Lesson number 4. Networking and Community are vital, you have to start somewhere.
I had made the decision to start my own Architectural Design Company. My Room to Grow list told me I needed a portfolio, website, and contacts in the related fields. Most important was a portfolio. Everything I had worked on for over a year belonged to someone else and I couldn't use any of it. Getting something drawn was vital. I had crossed paths with Lisa at the START conference meet up and I immediately caught her passion for Barnabas House and wanted to be a part of the process. She gets a floor plan and a model, I get a sweet project to add to my portfolio. Winning! Barnabas House is actually the project I show when I’m networking with other design professionals, and we have both benefited greatly from it. That’s one of my notes from Startcon Be the support you wish you had: support others.
As for the website, I started with a GoDaddy template, made a really ugly web page and shamelessly crowd sourced the Dreamers and Builders until I got something decent. As soon as it is practical to spend some money on a professionally built website, I will look no further than Dreamers and Builders.
I started networking with design professionals in the next county. I found as many contacts as I could in the design field-structural, civil, custom home builders and even other architectural designers and I cold called every one of them. I explained who I was and what I was trying to do and asked if I could sit down with them over coffee and talk about the business.
Out of the first round of cold calls, I was blessed to meet the man who is now my mentor. Ray invited me to his home and spent 2 hours talking through some of his experiences and lessons learned as I took pages of notes. In reaching out to him I had nothing to lose if he said no and plenty to gain if he said yes. This guy is a talented and very successful designer and he was willing to coach and mentor someone moving in to his profession, essentially a competitor. That's another nugget from Startcon, find a mentor you want to become.
Lesson number 5. Refine the dream.
In the book, I outline in a lot more detail moving from Survival to Adjusting to Success, and in all honesty I have struggled with defining my idea of what success looks like. I wrestled my definition down to this: Success is making a living doing what I love, on my own terms, while constantly refining and improving my abilities to do that work.
I have learned that success or failure is majorly influenced by perspective and not nearly as black and white as I would prefer. If you told 14 year old me that I was making a living drawing houses, doing professional assembly work, and touring the nation playing music, he would be ecstatic, and that is exactly what I am doing, none of which was possible while I was working my dream job, but I still haven’t replaced my former income. So was losing that job a blessing or a curse? That depends on me. I am confident that as long as I remain committed to continual refinement and improvement, I will eventually be successful far beyond my dream job.

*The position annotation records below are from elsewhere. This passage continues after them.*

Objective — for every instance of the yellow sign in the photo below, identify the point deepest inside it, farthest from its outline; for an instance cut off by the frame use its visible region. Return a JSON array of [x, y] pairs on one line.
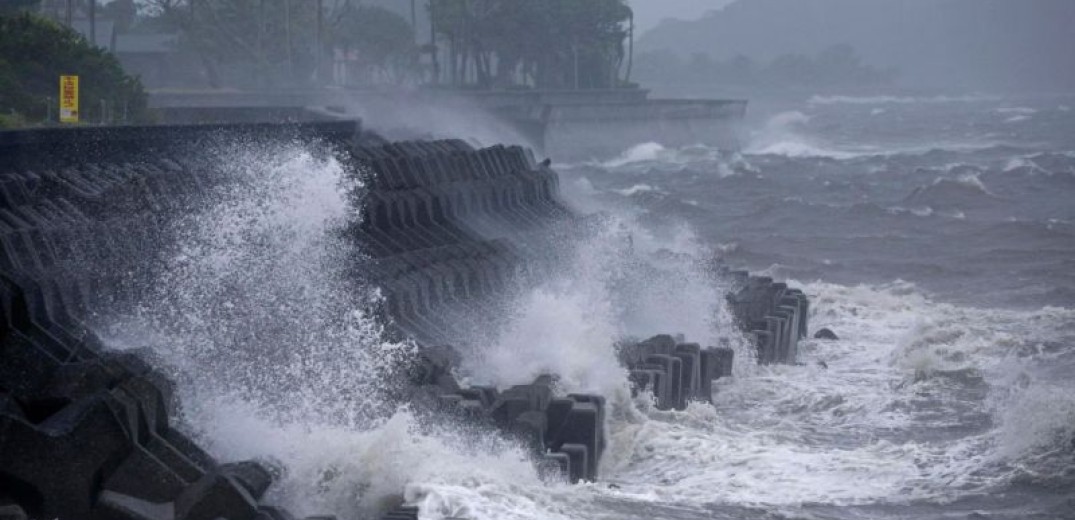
[[69, 99]]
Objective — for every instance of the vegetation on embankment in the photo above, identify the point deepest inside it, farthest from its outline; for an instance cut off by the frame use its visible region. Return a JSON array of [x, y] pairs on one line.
[[34, 52]]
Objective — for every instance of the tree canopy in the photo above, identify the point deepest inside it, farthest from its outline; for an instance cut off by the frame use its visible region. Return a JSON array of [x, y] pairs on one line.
[[34, 52], [542, 43]]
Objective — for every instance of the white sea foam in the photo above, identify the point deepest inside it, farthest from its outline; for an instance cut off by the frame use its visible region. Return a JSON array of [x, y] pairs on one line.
[[1023, 111], [785, 134], [640, 153], [639, 188], [900, 99]]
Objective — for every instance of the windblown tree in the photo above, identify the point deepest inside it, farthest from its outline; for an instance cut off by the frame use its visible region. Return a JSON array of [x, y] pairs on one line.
[[280, 43], [382, 41], [34, 52], [540, 43], [267, 42]]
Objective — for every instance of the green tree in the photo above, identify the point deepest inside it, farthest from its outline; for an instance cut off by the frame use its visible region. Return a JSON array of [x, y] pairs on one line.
[[34, 52], [383, 41], [542, 43]]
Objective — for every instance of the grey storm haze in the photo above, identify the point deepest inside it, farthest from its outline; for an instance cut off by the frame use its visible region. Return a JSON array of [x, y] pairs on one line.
[[969, 44]]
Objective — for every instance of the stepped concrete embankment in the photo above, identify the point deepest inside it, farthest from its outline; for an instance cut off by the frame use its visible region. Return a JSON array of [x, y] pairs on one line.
[[87, 432]]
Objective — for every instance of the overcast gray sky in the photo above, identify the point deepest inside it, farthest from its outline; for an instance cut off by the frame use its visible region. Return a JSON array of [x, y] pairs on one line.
[[648, 13]]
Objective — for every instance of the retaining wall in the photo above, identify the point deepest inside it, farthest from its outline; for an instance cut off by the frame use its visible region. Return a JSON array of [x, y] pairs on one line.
[[85, 432]]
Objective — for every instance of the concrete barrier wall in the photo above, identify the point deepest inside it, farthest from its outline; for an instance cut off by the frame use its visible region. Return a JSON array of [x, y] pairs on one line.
[[86, 432]]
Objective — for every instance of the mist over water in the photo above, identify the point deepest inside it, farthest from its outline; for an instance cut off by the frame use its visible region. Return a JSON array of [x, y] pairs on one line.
[[942, 268]]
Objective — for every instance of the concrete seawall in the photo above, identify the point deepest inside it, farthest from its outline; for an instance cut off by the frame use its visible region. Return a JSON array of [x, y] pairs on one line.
[[86, 432]]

So here is what I hope to leave you with: Separate the drops of truth from the ocean of lies that fear presents you. Don’t let a crappy now equal a crappy later. Accept the truth of where you are and dream of where you want to be. Figure out what you need to do and learn to get from here to there. Embrace community and support others along the way. Define and refine what success looks like to you. And repeat as necessary.